Fate didn't leave fingerprints unless she wanted them found.

"I'll think about it," he had told Syssi about the genetic test, and he'd meant it as a deflection, a way to buy time while he processed the implications.

But the truth was simpler than the deflection.

He was afraid.

Not of what it might reveal about his non-human origins, although that concern was legitimate. He was afraid of the answer.

If the test confirmed that Syssi was his descendant, it changed everything. It meant that he had family here on Earth.

And if the test showed that there was no connection, that Rosa's child, if there had been a child, had not led to Syssi, then the hope that had flared in his chest would be extinguished.

Either answer changed him. And he had spent so long being unchanged that the prospect of transformation, even a welcome one, was terrifying.

Tamira took his hand under the table, and the warmth of her fingers gave him strength the way it always did.

She had heard the story of Rosa for the first time tonight, and she hadn't flinched.

She hadn't questioned or judged. She had simply listened and then squeezed his hand, which was her way of saying 'I'm here for you. '

Across the green, the music had changed to something with a faster tempo, and couples had claimed the dance area.

Ruvon was looking at his future wife the way Eluheed imagined he had once looked at Rosa in the birch grove, with the absolute, irrational certainty that this person was the center of everything.

"If Syssi is my descendant," he said, "it means that Rosa had the baby, my child survived and grew up and had children of her own. It means something of me continued."

"That's usually how descendants work," Tamira said.

"You know what I mean."

"I do." She turned to face him, and her eyes held more compassion than he sometimes knew what to do with. "You're wondering whether you left something good behind in the wreckage of your relationship with Rosa."

"Did I?"

"Look at her," Tamira said. "She's kind, intelligent, and she can see the future. She married the leader of the clan and gave him a daughter who might be the most powerful seer ever born. If that's what came from your wreckage, I'd say you did fine."

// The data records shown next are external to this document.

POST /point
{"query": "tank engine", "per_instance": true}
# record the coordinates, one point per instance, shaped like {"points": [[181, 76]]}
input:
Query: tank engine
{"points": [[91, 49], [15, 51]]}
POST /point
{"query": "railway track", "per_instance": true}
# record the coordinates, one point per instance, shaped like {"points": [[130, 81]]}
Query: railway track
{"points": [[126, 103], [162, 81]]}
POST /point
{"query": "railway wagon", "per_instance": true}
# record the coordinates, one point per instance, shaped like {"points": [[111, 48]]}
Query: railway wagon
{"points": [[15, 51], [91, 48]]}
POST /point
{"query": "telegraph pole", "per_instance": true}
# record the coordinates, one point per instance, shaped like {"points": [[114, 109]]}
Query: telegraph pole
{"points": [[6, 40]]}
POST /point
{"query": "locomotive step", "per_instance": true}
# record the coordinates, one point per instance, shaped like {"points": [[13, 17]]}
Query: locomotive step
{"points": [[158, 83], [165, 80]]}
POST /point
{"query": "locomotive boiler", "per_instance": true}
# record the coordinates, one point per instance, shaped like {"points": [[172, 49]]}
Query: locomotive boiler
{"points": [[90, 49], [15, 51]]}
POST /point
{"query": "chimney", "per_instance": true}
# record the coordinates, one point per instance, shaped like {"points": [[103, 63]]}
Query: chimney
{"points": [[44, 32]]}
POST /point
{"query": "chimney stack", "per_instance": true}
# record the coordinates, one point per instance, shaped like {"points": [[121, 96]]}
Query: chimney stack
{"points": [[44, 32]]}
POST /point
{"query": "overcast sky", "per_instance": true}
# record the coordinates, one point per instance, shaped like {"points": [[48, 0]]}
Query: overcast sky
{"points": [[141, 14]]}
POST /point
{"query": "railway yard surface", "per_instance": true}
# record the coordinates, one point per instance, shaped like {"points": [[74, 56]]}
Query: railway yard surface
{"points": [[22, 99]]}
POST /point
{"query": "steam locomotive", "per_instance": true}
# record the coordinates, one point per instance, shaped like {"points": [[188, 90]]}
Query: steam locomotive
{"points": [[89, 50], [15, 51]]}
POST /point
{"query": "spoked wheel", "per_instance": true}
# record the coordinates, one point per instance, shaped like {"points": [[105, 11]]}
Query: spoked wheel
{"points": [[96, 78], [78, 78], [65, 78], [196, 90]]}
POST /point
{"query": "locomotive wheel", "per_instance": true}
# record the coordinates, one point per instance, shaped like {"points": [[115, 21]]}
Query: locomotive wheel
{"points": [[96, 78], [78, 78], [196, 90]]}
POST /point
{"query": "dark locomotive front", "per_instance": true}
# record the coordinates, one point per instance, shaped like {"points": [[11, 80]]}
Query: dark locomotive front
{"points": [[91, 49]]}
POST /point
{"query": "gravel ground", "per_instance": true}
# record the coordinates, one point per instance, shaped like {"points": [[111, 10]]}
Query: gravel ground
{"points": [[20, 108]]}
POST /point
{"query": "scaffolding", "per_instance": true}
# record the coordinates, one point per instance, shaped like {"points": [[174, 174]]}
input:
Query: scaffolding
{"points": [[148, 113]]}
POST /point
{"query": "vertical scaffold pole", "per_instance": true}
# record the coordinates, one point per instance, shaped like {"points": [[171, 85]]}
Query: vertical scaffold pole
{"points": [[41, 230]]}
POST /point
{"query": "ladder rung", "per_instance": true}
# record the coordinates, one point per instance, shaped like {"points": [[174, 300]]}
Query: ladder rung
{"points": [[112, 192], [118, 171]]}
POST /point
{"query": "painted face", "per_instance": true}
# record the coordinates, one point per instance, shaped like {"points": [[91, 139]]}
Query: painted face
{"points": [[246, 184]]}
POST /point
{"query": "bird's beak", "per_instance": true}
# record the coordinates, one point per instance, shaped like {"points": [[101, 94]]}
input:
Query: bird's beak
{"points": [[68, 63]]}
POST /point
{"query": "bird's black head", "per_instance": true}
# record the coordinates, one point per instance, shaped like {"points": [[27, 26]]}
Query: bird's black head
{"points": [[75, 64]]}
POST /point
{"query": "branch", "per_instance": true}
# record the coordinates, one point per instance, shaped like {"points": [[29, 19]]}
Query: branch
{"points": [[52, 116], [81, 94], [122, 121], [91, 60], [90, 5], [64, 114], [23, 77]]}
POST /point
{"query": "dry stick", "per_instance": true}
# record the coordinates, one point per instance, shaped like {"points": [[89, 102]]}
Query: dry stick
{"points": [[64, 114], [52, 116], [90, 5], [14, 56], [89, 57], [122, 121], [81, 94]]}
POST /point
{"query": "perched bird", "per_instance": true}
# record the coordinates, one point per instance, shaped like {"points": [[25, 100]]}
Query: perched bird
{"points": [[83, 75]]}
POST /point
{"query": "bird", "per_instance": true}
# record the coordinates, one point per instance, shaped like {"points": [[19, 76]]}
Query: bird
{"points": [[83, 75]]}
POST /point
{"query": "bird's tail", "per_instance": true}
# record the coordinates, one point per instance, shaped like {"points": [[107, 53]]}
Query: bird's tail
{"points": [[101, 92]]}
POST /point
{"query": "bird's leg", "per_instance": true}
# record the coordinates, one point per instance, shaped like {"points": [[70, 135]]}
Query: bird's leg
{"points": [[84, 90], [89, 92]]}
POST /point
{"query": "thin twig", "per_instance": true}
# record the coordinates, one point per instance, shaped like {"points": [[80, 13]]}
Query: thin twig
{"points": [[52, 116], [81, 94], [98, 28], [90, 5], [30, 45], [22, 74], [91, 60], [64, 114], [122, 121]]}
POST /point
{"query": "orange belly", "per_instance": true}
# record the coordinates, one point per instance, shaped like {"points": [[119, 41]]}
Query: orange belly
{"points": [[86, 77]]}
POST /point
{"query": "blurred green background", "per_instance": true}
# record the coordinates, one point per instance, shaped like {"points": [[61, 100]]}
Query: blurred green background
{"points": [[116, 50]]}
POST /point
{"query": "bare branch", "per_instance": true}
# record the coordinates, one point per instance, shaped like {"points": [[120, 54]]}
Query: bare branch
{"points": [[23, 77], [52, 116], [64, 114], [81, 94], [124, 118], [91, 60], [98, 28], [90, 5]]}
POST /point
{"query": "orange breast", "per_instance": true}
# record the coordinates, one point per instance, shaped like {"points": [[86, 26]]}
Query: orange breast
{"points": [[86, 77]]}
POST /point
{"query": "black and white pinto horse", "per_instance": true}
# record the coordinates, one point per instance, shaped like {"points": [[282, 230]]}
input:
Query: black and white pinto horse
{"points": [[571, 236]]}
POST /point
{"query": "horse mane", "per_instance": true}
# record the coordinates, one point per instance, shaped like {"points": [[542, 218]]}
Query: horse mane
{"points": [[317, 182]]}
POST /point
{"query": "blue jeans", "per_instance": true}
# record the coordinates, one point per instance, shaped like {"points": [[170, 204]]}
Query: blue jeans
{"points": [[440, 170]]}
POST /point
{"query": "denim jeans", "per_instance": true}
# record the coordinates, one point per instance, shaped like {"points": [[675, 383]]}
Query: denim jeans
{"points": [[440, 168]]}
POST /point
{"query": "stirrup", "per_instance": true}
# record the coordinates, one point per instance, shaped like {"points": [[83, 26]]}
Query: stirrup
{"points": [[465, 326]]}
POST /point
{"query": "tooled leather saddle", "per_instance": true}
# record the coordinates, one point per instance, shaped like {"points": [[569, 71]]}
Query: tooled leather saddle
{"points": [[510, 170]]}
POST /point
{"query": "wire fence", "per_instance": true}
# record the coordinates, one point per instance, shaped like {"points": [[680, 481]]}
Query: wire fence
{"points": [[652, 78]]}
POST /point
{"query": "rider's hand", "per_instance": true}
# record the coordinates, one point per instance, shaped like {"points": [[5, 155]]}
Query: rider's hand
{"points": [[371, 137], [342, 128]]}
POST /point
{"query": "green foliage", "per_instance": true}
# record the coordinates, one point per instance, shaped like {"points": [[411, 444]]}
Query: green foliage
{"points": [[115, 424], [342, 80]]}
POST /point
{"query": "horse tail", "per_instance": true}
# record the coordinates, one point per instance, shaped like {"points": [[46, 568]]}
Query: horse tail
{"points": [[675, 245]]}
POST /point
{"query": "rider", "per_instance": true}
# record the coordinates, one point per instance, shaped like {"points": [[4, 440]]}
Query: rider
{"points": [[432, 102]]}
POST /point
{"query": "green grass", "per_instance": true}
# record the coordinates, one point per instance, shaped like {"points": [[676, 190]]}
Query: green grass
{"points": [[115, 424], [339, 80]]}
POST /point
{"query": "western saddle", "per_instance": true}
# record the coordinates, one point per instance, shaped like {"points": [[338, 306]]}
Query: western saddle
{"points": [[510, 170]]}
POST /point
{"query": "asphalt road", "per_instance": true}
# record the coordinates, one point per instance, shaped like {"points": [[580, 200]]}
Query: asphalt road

The tightness in his chest eased. Not all the way. Tamira's words couldn't undo a century of guilt, nor could they answer the question that only a genetic test could resolve, but they made breathing easier.

"I'm going to do the test," he said.

Tamira didn't look surprised. "When?"

"As soon as Bridget is available."

"There's no rush."

"No. But I've spent enough years not knowing. I want to find out."

She leaned her head against his shoulder. "Rosa would be happy, knowing that her line led to Syssi."

He didn't know if that was true. Rosa had been many things, but predictable hadn't been one of them. She might have been happy, or she might have been furious that it had taken him this long to find out.

She might have thrown something at him.